Genre
Psychological Thriller, Film Noir, Slice-of-Life
Taxi Driver isn't a thriller like other thrillers: There's not a ticking time bomb hidden somewhere in the city… because the ticking time bomb is the main character. The suspense doesn't come from a chase or a spy battle. It comes from watching the main character descend into insanity.
We see how Travis' attempts to find love go horribly wrong, and we see how he reacts to that rejection and to his inability to navigate his environment emotionally. The "thrilling" stuff (which is really more like "chilling stuff") comes when we think Travis is going to go full-villain and shoot Palantine, and when he kills Sport and a couple of gangsters. We're left in a state of suspense when the movie ends, since we don't know whether he'll recover psychologically or not.
The movie's also a bit of a film noir, since it deals with crime in a dark, gritty urban environment… although there are no Maltese Falcon-style jaded detectives or moody femme fatales. As Travis drives around New York, and deals with criminals like Sport or with crazy people like the sick passenger who wants to kill his wife, he risks becoming more criminal and crazy himself. The city eats at his soul. There's lots of literal darkness in this movie, too: lots of shadows.
Finally, Taxi Driver's a slice-of-life movie, capturing some of the genuine reality of New York City in the 1970's. For a lot of people, the Big Apple simply was not a nice place. Crime was ballooning, it was economically downtrodden—if you weren't safely ensconced at the top of a skyscraper, you were scraping along, running the risk of encountering violence.

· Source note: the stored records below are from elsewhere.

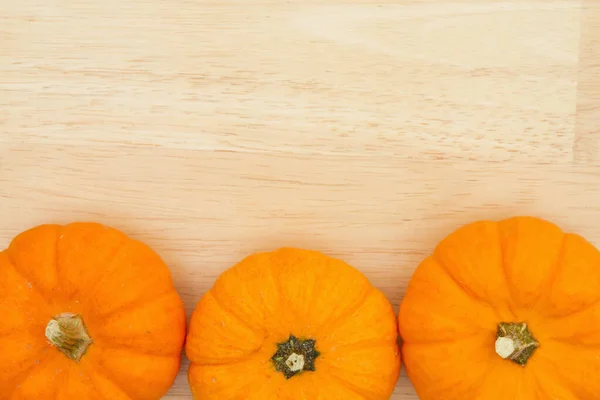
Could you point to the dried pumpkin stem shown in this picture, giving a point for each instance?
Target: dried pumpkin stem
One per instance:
(515, 342)
(294, 356)
(67, 332)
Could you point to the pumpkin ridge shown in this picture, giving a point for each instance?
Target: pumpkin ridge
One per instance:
(585, 308)
(133, 350)
(348, 312)
(367, 344)
(34, 287)
(465, 289)
(540, 388)
(233, 313)
(109, 261)
(557, 268)
(511, 293)
(131, 306)
(127, 307)
(108, 378)
(23, 375)
(453, 339)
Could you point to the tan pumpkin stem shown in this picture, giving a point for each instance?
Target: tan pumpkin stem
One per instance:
(67, 332)
(515, 342)
(295, 356)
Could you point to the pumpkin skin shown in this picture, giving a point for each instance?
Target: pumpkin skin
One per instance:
(121, 293)
(246, 320)
(487, 274)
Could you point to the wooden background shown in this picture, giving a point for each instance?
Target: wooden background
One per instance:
(365, 129)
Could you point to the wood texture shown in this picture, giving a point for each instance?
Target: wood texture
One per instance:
(368, 130)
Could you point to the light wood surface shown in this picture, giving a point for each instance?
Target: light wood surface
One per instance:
(368, 130)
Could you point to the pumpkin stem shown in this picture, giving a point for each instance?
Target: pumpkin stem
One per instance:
(67, 332)
(515, 342)
(294, 356)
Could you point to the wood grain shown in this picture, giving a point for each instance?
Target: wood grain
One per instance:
(367, 130)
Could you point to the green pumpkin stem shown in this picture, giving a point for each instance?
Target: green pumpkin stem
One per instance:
(295, 356)
(515, 342)
(67, 332)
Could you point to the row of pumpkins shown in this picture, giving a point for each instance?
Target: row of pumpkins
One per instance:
(499, 310)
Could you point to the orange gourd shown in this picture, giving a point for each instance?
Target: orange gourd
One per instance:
(86, 313)
(505, 310)
(293, 324)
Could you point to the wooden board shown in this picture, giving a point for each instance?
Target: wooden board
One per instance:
(367, 130)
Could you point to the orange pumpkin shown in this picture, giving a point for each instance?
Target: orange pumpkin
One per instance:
(293, 324)
(505, 310)
(87, 313)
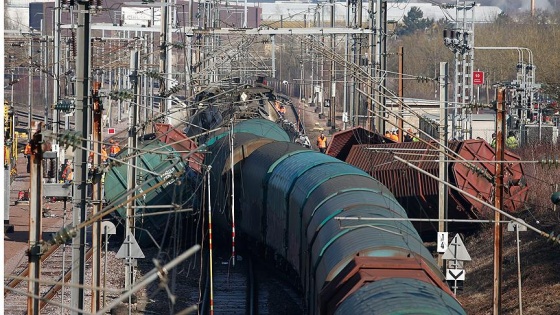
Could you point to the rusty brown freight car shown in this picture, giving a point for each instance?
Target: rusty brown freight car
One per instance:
(472, 170)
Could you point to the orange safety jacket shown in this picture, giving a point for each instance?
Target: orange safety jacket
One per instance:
(322, 142)
(27, 149)
(114, 149)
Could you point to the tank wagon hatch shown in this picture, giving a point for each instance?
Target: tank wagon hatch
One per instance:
(419, 194)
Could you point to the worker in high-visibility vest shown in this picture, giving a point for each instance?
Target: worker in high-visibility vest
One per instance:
(511, 141)
(322, 143)
(27, 153)
(282, 110)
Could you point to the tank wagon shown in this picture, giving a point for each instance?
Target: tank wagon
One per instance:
(290, 199)
(419, 193)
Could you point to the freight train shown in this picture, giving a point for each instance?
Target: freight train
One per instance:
(470, 168)
(305, 208)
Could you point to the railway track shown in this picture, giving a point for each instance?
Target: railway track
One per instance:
(52, 270)
(233, 287)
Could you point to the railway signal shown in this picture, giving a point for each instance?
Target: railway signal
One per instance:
(456, 254)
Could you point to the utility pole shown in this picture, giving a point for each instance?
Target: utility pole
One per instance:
(35, 218)
(131, 170)
(83, 61)
(443, 101)
(332, 109)
(499, 200)
(380, 61)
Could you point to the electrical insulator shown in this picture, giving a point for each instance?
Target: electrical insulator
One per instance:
(74, 44)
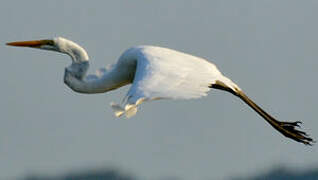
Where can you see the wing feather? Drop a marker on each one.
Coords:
(169, 74)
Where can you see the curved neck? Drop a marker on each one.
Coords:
(96, 83)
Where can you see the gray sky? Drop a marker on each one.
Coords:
(269, 48)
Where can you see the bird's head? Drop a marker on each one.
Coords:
(59, 44)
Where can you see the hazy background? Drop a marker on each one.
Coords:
(270, 48)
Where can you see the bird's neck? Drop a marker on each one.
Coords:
(75, 78)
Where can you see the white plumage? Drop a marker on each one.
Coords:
(162, 73)
(155, 73)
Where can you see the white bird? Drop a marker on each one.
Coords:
(155, 73)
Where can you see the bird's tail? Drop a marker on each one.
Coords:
(286, 128)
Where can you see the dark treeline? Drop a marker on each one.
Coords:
(278, 173)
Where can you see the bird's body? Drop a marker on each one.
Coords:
(155, 73)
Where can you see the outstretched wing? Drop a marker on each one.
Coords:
(169, 74)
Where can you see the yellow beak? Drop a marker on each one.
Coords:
(34, 44)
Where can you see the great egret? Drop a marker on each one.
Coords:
(155, 73)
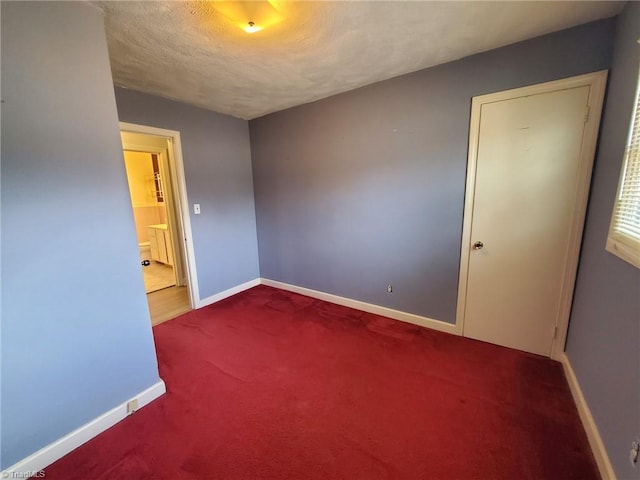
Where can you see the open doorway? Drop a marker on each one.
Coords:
(156, 185)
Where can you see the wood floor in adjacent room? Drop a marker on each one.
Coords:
(168, 303)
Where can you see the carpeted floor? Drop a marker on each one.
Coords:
(272, 385)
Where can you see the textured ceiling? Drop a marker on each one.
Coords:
(197, 52)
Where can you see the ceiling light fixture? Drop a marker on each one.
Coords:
(252, 28)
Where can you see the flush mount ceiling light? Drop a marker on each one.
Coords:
(251, 16)
(252, 28)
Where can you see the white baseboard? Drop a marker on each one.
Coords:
(47, 455)
(595, 441)
(227, 293)
(366, 307)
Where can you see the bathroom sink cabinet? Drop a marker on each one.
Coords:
(160, 244)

Taxi drivers, in particular, were frequently at risk, since their whole job involves picking up strangers. (This is reflected in the scene where Travis tells the other drivers how he heard another driver just got "cut up" by a madman.) Other movies from the time period, like the classic Midnight Cowboy, deal with the same New York underworld in an effective and moving way—in Midnight Cowboy's case, by telling the story of a guy attempting to be a gigolo rather than a taxi driver.